Comparisons were planned with GPS check points, 10m
DTMs supplied by the national mapping organization
(Ordnance Survey of Great Britain or OSGB) and in-house
generated digital photogrammetric DTMs. Investigation has
shown improved accuracy (15.2m, 8.7m and 3.7m,
respectively) in the three sites. This paper will present the
findings and details of our validation with regard to the three
test areas and the four data sources (ASTER GDEM v2;
OSGB Profile DTMs; digital photogrammetry; high accuracy
GPS).
2. TEST AREAS
The test areas are Plockton (forest /mountainous),
Caerlaverock Merse (coastal/ salt-marsh/pasture), Wicken
Fen (low lying/ inland/arable). They are located in northern,
central, and southern Britain, as follows (shown by their
approx. centrepoints’ Lat/Long):
Lat Long
Plockton 57.33°N 5.61°W
Caerlaverock Merse 54.98°N 3.54°W
Wicken Fen 52.33°N 0.31°E
The three areas are well known to the authors. Precise GPS
observations had been gathered in Plockton in 2007, and
these are utilised. The GPS derived coordinates of these
points are shown in Table 1, with their ASTER, OSGB and
photogrammetric heights (derived from digitally processed
1:14000 scale RC20 aerial photography, flown 2004); all
heights are on the ODN vertical datum (that used by OSGB).
3. METHODOLOGY
For all three areas ASTER GDEM v2 was compared with
OSGB Profile DTMs. The ASTER GDEM v2 is supplied at 1
arc-second resolution (approx. 30x15m at the UK's latitude),
with geographical coordinates based on the WGS84 ellipsoid
and height values based on the EGMO96 geoid. The
coordinates used by ASTER are the same as the Google Earth
reference system, importantly with heights, for the UK, some
30m different from those based on the WGS84 ellipsoid,
according to Lemoine et al. (1998). The difference between
the EGM96 and ODN is small, being about 80cm over the
British Isles (Stillman, 2009). The data sets were imported
into ArcMap having been appropriately labelled for their
original planimetric coordinates (ASTER: Lat, Long on
WGS84; OSGB Profile: BNG). The project in ArcMap was
set up with BNG planimetric coordinates, thus, on import to
ArcMap, ASTER Lat, Long values were displayed as BNG
coordinates. The height correction, ensuring both terrain
models were based on the same vertical datum (ODN),
involved a simple -80cm shift to the ASTER data. Thus all
terrain models were approximately the same resolution, and
the same coordinate frame and vertical datum.

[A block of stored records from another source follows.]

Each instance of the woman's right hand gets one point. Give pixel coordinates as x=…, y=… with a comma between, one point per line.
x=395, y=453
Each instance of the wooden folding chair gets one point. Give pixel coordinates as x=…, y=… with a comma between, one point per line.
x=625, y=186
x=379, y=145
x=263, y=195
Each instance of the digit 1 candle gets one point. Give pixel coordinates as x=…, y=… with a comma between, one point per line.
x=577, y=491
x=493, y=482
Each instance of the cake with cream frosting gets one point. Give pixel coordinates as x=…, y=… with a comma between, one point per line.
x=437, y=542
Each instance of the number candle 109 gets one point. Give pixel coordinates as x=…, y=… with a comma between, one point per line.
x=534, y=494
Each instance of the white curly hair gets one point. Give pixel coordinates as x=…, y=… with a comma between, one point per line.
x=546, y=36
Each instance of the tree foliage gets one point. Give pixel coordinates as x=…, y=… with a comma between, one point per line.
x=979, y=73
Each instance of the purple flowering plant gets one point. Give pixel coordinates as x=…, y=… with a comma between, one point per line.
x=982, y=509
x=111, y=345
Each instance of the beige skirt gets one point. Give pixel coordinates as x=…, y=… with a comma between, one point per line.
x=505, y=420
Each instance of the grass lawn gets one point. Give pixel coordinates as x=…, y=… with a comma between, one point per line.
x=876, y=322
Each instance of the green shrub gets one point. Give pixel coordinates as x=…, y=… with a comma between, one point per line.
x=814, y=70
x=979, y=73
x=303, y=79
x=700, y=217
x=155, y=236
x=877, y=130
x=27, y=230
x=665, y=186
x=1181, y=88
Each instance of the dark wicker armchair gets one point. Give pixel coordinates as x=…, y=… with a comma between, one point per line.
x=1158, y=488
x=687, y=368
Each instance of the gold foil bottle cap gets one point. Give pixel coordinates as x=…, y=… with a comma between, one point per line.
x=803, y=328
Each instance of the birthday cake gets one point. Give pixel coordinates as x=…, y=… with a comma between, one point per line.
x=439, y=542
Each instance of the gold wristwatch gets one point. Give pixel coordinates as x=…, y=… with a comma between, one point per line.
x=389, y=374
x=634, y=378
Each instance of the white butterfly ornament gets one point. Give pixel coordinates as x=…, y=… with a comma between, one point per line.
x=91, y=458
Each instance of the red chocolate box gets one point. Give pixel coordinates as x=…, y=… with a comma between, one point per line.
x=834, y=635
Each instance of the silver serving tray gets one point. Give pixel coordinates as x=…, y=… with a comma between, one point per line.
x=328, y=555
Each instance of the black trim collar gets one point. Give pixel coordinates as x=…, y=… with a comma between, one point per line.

ASTER GDEM v2 and OSGB Profile terrain models were
processed to provide ‘difference maps’ (Figs la, 3a, 4a). The
average difference in each case is: 0.8m, 0.4m and 4.9m, and
considerably less than in our previous study using ASTER
GDEM v1 data (typically 20 — 30m). Histograms of the
distribution of values from each of the ‘difference maps’ do
not show the negative bias previously identified (Figs 2c, 3c,
4c) The greatest differences tend to be found in steep,
forested areas and the smallest differences in the areas of
pastureland, with arable land intermediate; but, anomalously,
in the third test site (Wicken Fen) very high differences were
found in low-lying (below sea-level, but inland) arable land.
Table 1 shows the E,N and elevation values of the fifteen
precise GPS points, the height value of those same points
from the ASTER GDEM v2, the OSGB Profile and the
(incomplete) photogrammetric terrain models, giving
RMSE’s of 7.3, 2.1 and 3.7m, respectively.